このように、本人がすんなり語れることは、あくまで氷山の一角です。水面下にある大きな無意識部分をどれだけ読み解けるかが、マーケターの腕の見せどころです。
MZ:いわれてみれば、うまく説明できない行動はかなりある気がします。行動にならないまでも無意識下で感じていることが、「インサイト」と呼ばれるものでしょうか?
西口:そうですね。ある特定の心理を、一般的にインサイトといいます。行動の背景には必ず、その行動に至る心理=インサイトがあります。
「ある特定の」と表現したのは、顧客のインサイトはその都度変わるからです。たとえば、顧客がある商品に興味を持った時のインサイト、実際に初購買した時のインサイト、使ってみた時のインサイトは違います。こうした心理を、一人ひとりにフォーカスして把握していくのが「N1分析」です。
MZ:一人の、特定の状況におけるインサイトを見つけていくのですね。よく、「顧客のインサイトを捉えよう」という言葉が聞かれますが……。
西口:それは大事なことですが、「誰の」「どんな時の」インサイトなのかを明確にせず、漠然と「顧客のインサイトをつかもう」と思っても、相当おおまかなことしか見えてこないのが難点です。

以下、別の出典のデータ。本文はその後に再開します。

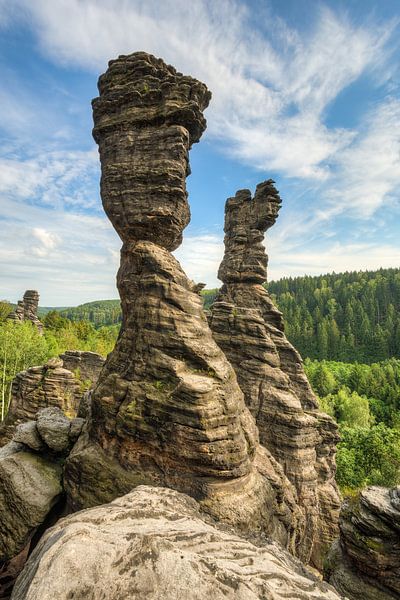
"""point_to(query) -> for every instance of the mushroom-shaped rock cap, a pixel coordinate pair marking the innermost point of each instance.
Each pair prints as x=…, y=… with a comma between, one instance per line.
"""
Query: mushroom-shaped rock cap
x=145, y=120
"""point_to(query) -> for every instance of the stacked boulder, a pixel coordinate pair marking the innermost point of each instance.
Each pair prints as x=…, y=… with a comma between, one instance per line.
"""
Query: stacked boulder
x=249, y=329
x=31, y=480
x=154, y=543
x=26, y=309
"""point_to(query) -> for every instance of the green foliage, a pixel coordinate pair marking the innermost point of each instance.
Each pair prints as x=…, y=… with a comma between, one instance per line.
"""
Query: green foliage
x=5, y=309
x=22, y=347
x=99, y=313
x=365, y=401
x=348, y=316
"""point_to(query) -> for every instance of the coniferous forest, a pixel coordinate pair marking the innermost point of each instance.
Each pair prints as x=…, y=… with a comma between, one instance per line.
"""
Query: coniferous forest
x=346, y=326
x=348, y=316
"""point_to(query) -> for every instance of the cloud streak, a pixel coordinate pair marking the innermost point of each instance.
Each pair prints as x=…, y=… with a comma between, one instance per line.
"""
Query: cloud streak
x=273, y=88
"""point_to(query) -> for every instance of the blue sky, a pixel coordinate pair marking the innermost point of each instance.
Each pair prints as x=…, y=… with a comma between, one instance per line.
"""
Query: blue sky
x=305, y=92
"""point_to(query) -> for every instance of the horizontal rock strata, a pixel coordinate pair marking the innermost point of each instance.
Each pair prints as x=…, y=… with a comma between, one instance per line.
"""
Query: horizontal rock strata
x=86, y=366
x=26, y=309
x=249, y=329
x=155, y=544
x=40, y=387
x=365, y=562
x=167, y=409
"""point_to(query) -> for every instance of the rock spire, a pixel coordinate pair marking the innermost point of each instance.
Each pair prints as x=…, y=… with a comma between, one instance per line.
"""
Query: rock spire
x=167, y=409
x=249, y=329
x=26, y=309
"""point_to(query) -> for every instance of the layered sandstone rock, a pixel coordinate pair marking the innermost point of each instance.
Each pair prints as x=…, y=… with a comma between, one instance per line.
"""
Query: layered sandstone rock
x=85, y=365
x=40, y=387
x=365, y=562
x=30, y=485
x=154, y=543
x=249, y=329
x=167, y=409
x=26, y=309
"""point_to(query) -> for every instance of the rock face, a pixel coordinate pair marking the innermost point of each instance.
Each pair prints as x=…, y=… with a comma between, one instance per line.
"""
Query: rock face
x=249, y=329
x=365, y=562
x=155, y=544
x=167, y=409
x=30, y=486
x=86, y=365
x=26, y=309
x=40, y=387
x=31, y=489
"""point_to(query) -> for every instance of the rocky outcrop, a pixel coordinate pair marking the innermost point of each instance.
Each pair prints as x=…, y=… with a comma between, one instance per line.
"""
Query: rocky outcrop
x=30, y=485
x=40, y=387
x=154, y=543
x=85, y=365
x=26, y=309
x=167, y=409
x=365, y=562
x=31, y=492
x=249, y=329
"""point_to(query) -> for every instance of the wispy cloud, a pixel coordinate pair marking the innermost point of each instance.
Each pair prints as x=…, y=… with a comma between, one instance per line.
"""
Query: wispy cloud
x=273, y=88
x=269, y=93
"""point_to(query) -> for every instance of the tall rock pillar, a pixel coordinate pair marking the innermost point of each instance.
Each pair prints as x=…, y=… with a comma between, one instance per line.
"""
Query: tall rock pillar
x=249, y=329
x=167, y=409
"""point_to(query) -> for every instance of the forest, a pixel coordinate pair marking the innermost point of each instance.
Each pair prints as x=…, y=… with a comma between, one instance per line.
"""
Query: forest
x=346, y=326
x=349, y=317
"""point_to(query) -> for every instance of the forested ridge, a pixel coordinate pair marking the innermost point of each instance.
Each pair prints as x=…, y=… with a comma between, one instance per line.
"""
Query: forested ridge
x=350, y=317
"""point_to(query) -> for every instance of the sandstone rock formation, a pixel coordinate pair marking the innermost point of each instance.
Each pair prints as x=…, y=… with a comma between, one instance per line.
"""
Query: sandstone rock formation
x=85, y=365
x=365, y=563
x=154, y=543
x=26, y=309
x=167, y=409
x=30, y=486
x=31, y=492
x=40, y=387
x=249, y=329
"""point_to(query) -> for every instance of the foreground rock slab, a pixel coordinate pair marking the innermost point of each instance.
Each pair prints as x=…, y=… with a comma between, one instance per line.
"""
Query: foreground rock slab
x=30, y=486
x=365, y=562
x=153, y=543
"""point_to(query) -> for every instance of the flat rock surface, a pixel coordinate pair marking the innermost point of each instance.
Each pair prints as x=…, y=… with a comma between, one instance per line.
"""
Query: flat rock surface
x=153, y=543
x=29, y=487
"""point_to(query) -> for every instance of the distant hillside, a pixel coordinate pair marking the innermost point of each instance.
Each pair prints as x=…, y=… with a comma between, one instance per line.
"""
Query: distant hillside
x=352, y=316
x=99, y=312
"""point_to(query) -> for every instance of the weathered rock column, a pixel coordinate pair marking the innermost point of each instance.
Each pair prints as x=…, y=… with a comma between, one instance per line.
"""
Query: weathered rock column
x=26, y=309
x=167, y=409
x=249, y=329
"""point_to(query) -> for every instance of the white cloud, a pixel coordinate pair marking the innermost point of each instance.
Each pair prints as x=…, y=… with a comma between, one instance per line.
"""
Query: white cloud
x=269, y=93
x=47, y=241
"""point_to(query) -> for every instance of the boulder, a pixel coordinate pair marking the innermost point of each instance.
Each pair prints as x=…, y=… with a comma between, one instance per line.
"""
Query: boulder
x=154, y=543
x=26, y=310
x=30, y=485
x=53, y=427
x=40, y=387
x=167, y=409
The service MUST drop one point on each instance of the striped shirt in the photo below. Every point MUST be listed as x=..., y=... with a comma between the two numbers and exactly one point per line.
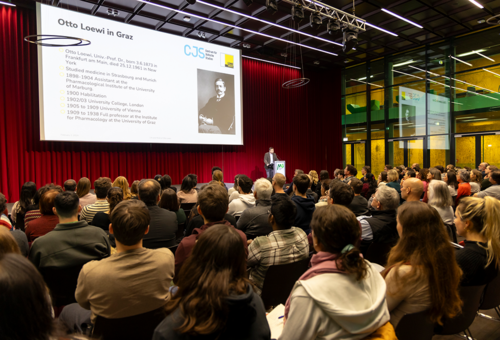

したがって、一人に時系列で行動とその際の気持ちをじっくり聞いていくことが有効です。架空の人物のカスタマージャーニーではなく、実在する人のリアルなカスタマージャーニーを把握することが重要です。
MZ編集部吉永は、どうして出版社に入社したのか?
MZ:カスタマージャーニーは、どのように把握するのですか?
西口:たとえば私が出版社の採用担当で、採用活動に生かすために「出版社を受ける人の心理を知りたい」としましょう。
吉永さんは少し前に翔泳社に入社されましたが、入社前のどこかのタイミングで「翔泳社で働いてみたい」と思ったわけですよね。その心理変化が「入社試験を受ける」行動として現れた結果の今がありますが、さらに手前には「出版社に入りたい」と思ったきっかけがあるはずです。
それは、ただ一つの理由ではなくいくつか複合的な要因が積み重なっている場合が多いです。いずれにしても生まれた時から「出版社に入りたい」と思っている人はいません。幼少期から本が好きで、大学ではこんな体験をして、出版業に興味を持った……のような一連のストーリーがあると思います。
MZ:その一連のストーリーが、カスタマージャーニーなのですね。
西口:はい。もちろん、出版社を志した動機を普通に質問しても、吉永さんは回答できるでしょうし、採用担当の参考になると思います。ただ、それは「その人が自分ではっきり言語化している動機」であって、インサイトとまではいえないですね。